Blessed is Rimbaud's skeleton & his influential bird, lone hero of the
               cranium's banquet.

Blessed is he who before the allusion of mirrors becomes thoughtful &
               lovingly blue he ignores his tears.

Blessed be the immortal spark of the dead, the hat's excuse & its bleat, the
               suddenly terminally ill on the palate of death's stage.

Blessed be the wooden swallow that flaps for the child before coming into
               the knowledge of sex.

Blessed be the pendulum's air of solitude, the docile under the sun & the
               virtue of the blind, the sponge that gives the song of her rain to the
               throat.

Blessed be he who leaning on his cane remains all through the night & is
               stone of light, stone of age, the two bird's-eyes in zero's necklace.

Blessed be the star that does not remember its horse & has closed its eyelid,
               the bitter leprosy that burns in the arteries, the salt of paradise.

Blessed be he who condenses black mournings, because his shall be the last
               lightning rope, the first rung on the ladder of descent. 





Some Dead

Some dead spin like persuasive ideas around what is thought to be a bond with happiness. They enter bars, ask for cups of oil for the melancholy climate of all that is taken for granted. From their bar stool they keep an eye on the house of Four Seasons, they ask for painless ginger during the after-dinner table-talk of useless pleasures. They know that probability has corrected the encyclopedias, have met the unbound lunatic of creation, they bark in his socks. All the same moral vapor grows cold, all the same each one returns to the miniature of their cravings. Businesses close down, the multitudes begin to lose their hair, the typographer arranges the choirboys of death.

I'm fourteen years old, Gilberto Ursinos has committed suicide with Spring's belt. In hushed tones the laurel grew & the caterpillars' heels were swollen. I can say little else about my idyll with apathy, those without imagination have poor health, so we need to rent another house for the oracles. What we heard was Sanskrit's harvest, the bleating of the invisible judge in the cloud crematorium. The word league had already fallen out of use, that would have been the exact distance between the lover's horseshoe & infinity's beard. The leathers of the morgue surround the birch tree of your thoughts, the tracks of the hearses leave the exemption of literature.

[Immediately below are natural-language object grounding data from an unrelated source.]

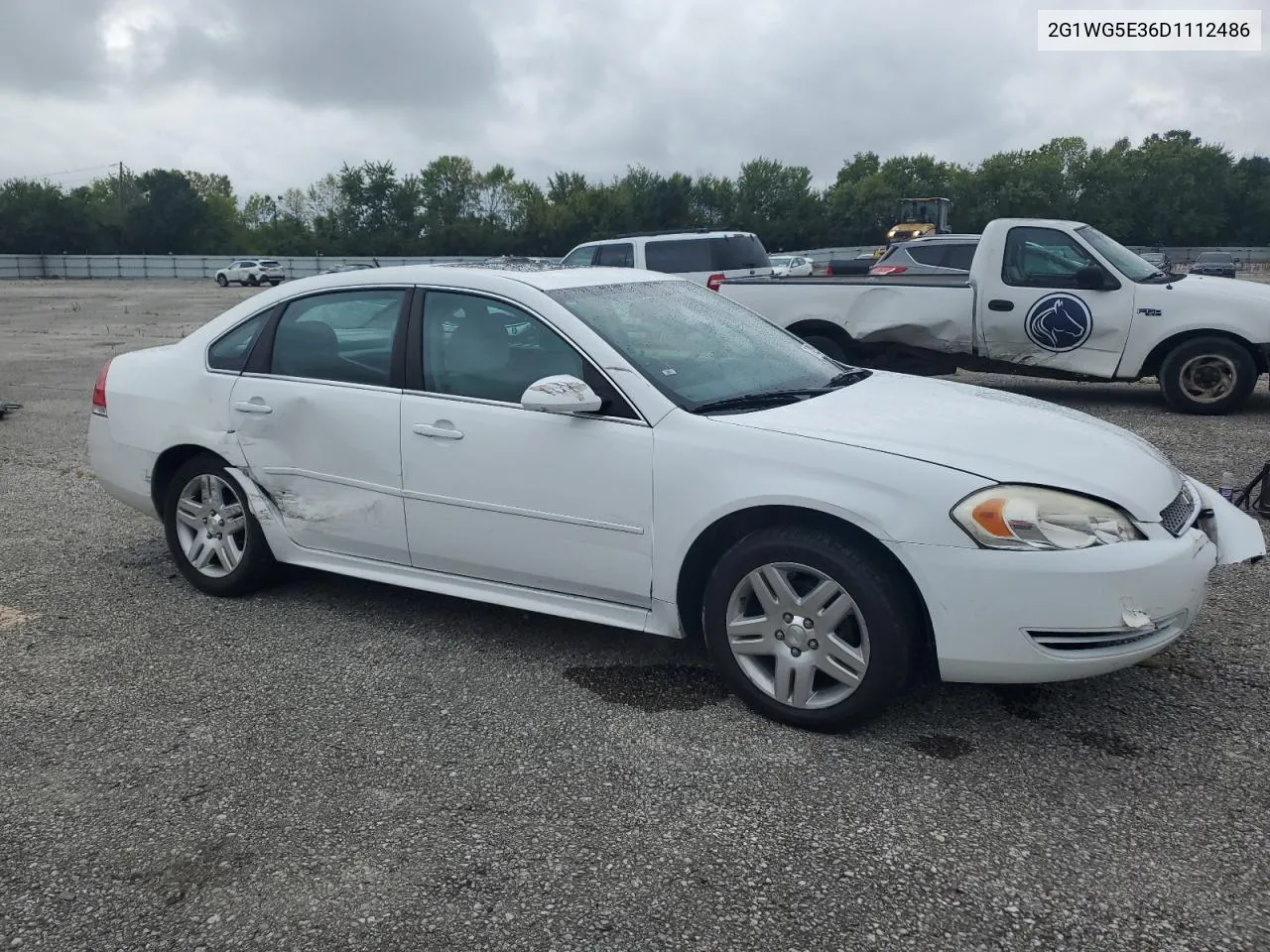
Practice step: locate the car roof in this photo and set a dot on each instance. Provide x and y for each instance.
(668, 236)
(480, 278)
(930, 239)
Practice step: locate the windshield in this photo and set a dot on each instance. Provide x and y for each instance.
(1132, 266)
(694, 344)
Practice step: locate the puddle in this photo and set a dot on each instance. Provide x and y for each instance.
(12, 617)
(1107, 743)
(654, 687)
(1019, 701)
(945, 747)
(150, 552)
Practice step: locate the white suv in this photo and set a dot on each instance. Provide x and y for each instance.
(702, 255)
(252, 271)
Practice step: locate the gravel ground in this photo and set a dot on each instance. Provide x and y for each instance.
(339, 765)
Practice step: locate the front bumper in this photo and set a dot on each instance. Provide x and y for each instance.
(1030, 617)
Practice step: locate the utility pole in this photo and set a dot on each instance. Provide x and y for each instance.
(121, 207)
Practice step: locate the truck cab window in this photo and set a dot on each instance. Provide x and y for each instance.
(1043, 258)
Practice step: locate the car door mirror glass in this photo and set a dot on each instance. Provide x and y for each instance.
(561, 394)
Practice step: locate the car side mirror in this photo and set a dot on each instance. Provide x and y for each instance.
(561, 394)
(1089, 278)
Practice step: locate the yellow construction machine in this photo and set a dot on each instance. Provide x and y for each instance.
(917, 217)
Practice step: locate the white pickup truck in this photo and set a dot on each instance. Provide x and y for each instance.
(1044, 298)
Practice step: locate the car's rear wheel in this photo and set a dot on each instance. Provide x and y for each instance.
(1207, 376)
(211, 534)
(808, 629)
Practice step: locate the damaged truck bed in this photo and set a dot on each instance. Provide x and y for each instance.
(1046, 298)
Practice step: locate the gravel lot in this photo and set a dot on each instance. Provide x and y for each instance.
(340, 765)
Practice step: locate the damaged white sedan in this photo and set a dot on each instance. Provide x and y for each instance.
(634, 449)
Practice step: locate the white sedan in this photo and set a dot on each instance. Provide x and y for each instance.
(634, 449)
(790, 266)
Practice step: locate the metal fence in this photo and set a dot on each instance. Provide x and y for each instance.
(175, 267)
(204, 267)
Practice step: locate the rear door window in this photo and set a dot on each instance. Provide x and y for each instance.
(928, 254)
(959, 257)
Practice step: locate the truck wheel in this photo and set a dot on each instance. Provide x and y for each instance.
(828, 347)
(808, 629)
(1207, 376)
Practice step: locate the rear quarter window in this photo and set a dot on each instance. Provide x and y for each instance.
(232, 348)
(738, 253)
(679, 257)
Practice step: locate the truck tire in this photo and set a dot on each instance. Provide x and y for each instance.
(1207, 376)
(828, 347)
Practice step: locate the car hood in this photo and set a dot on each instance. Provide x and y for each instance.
(1001, 436)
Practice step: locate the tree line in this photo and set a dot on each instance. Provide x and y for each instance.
(1170, 189)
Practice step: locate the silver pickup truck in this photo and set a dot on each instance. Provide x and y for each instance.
(1046, 298)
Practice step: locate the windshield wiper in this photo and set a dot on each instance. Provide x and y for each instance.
(746, 402)
(762, 398)
(847, 377)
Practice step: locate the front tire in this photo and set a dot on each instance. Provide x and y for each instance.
(808, 629)
(217, 543)
(1207, 376)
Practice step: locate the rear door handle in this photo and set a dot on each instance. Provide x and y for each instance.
(427, 429)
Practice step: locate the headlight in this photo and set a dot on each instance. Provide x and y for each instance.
(1047, 520)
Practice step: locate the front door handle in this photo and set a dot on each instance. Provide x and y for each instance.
(427, 429)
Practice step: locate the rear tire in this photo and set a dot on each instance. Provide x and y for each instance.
(217, 543)
(828, 649)
(828, 347)
(1207, 376)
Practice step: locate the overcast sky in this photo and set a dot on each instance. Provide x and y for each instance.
(277, 93)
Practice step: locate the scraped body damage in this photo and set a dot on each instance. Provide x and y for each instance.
(329, 458)
(937, 318)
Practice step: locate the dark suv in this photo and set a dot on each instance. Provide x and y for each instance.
(1219, 264)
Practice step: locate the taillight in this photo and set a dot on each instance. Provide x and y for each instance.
(99, 390)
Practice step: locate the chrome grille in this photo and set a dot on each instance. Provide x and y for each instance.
(1178, 516)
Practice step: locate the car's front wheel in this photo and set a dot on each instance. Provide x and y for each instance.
(211, 534)
(808, 629)
(1207, 376)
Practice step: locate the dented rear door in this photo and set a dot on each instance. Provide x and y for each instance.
(318, 425)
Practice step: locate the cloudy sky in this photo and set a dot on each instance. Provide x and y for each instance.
(277, 93)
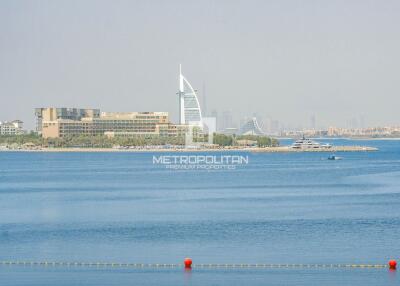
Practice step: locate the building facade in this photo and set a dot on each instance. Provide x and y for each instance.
(54, 114)
(189, 106)
(92, 122)
(11, 128)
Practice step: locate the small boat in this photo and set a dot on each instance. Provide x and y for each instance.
(334, 157)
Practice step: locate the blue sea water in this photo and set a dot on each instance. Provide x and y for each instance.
(279, 208)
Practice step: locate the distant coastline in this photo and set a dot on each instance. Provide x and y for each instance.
(280, 149)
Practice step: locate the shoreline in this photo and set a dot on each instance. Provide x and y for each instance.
(281, 149)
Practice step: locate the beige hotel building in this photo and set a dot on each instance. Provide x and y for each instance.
(64, 122)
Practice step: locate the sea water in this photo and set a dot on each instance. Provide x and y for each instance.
(279, 208)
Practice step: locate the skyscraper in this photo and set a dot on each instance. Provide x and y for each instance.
(189, 107)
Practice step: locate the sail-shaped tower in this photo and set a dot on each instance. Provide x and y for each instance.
(189, 107)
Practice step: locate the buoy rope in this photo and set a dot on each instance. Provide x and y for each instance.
(180, 265)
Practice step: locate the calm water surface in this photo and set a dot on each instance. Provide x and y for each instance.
(280, 208)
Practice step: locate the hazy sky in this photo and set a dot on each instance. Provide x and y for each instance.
(282, 59)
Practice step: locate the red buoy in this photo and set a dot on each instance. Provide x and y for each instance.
(188, 263)
(392, 264)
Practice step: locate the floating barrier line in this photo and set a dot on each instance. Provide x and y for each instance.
(179, 265)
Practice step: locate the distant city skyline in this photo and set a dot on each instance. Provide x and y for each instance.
(286, 61)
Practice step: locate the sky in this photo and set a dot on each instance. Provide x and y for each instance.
(286, 60)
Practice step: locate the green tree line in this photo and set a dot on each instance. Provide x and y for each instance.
(105, 142)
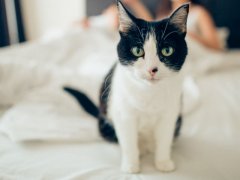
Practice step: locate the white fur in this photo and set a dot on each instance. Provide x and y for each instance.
(144, 111)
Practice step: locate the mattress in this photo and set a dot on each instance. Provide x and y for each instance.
(208, 147)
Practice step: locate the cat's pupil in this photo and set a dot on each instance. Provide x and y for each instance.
(167, 50)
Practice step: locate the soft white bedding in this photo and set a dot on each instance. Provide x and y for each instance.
(46, 135)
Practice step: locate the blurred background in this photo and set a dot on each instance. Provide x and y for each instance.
(23, 20)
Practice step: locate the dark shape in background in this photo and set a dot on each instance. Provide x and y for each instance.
(5, 35)
(225, 14)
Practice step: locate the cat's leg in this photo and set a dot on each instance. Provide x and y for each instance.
(164, 136)
(126, 128)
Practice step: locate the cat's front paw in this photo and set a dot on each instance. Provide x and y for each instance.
(165, 166)
(130, 168)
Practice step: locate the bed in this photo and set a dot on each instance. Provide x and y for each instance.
(44, 134)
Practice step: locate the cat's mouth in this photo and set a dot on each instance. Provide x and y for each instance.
(152, 80)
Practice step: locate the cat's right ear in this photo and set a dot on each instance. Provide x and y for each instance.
(125, 17)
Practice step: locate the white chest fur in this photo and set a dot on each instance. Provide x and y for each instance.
(146, 104)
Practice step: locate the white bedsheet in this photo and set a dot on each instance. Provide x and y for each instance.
(31, 77)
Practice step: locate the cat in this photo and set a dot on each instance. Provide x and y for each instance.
(140, 99)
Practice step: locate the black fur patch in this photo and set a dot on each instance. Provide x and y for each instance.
(166, 34)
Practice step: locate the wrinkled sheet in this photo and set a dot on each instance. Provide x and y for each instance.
(30, 89)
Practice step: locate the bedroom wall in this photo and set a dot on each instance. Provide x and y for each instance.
(43, 16)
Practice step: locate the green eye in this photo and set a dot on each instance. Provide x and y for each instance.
(167, 51)
(138, 52)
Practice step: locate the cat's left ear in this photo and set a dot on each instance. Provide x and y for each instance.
(179, 18)
(125, 18)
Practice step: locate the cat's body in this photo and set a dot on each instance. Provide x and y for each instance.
(140, 99)
(145, 104)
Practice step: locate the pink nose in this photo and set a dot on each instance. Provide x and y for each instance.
(153, 71)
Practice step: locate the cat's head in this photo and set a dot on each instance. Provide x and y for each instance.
(152, 51)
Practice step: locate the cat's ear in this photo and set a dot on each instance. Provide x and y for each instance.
(125, 17)
(179, 18)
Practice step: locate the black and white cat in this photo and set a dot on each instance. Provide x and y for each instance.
(140, 99)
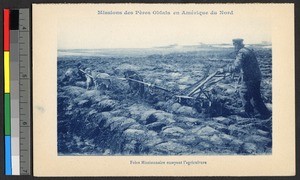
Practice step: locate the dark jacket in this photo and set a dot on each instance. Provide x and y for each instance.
(246, 64)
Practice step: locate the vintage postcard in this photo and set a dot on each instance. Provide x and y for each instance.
(163, 89)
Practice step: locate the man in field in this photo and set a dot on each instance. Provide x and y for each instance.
(247, 65)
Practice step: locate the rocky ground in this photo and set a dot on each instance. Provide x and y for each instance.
(116, 122)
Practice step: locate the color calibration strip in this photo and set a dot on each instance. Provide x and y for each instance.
(17, 106)
(7, 107)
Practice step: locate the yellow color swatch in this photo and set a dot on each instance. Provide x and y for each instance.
(6, 72)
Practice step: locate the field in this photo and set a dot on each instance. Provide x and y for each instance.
(116, 120)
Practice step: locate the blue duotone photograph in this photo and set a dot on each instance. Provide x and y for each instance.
(141, 88)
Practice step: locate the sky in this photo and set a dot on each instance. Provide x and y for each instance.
(149, 31)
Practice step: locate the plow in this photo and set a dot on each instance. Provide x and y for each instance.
(202, 95)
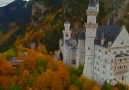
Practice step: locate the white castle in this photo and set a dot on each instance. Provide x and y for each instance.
(103, 50)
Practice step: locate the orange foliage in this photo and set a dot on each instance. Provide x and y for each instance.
(24, 76)
(5, 82)
(43, 82)
(6, 68)
(73, 87)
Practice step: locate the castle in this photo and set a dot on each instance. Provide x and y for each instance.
(103, 50)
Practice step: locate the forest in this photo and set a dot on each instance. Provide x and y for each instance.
(38, 70)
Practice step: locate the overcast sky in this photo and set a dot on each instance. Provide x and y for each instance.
(6, 2)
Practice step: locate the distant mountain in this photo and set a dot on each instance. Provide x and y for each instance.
(15, 12)
(14, 16)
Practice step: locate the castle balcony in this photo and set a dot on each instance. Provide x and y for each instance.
(119, 72)
(92, 12)
(91, 25)
(121, 60)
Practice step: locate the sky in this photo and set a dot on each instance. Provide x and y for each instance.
(6, 2)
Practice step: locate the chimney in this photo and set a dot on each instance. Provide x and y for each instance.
(109, 43)
(102, 39)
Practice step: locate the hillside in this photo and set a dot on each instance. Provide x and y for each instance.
(48, 17)
(13, 21)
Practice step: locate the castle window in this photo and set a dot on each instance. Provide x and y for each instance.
(103, 66)
(114, 53)
(127, 51)
(105, 52)
(122, 43)
(121, 52)
(67, 35)
(88, 48)
(96, 49)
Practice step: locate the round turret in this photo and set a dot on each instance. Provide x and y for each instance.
(67, 25)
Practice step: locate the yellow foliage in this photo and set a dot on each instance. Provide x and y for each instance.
(42, 49)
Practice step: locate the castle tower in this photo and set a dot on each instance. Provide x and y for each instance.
(90, 34)
(66, 36)
(80, 54)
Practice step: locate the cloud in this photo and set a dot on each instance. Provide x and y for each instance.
(5, 2)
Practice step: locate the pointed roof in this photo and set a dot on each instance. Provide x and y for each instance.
(110, 33)
(93, 3)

You have been left alone, you no longer hear him cough & the valley drizzles its silence over the sinister terry cloth. Enthusiasm is warning, that bee pitch in the tunnels flooded by an unspeakable vision. Other night species will descend to accompany him in the most secretive & miserly corner, he will marry below ground with bandaged eyes & the sisters-in-law will sing in their aprons. Bird, I too have grown up & most of the people who would have loved us have died off. We have consumed the salts of promise, the queen cats keep birthing in the abandoned lavatories. Each word is a scissor that multiplies, an unknown whose pain has not been made up, dark parents in bitter drinks like a cistern dilating insomnia. Where we are headed reality lacks manners, but even then unbelief in beauty does not authorize soldiers to rebel.

It's the bird in difficulty's oath, the roses made effeminate by death.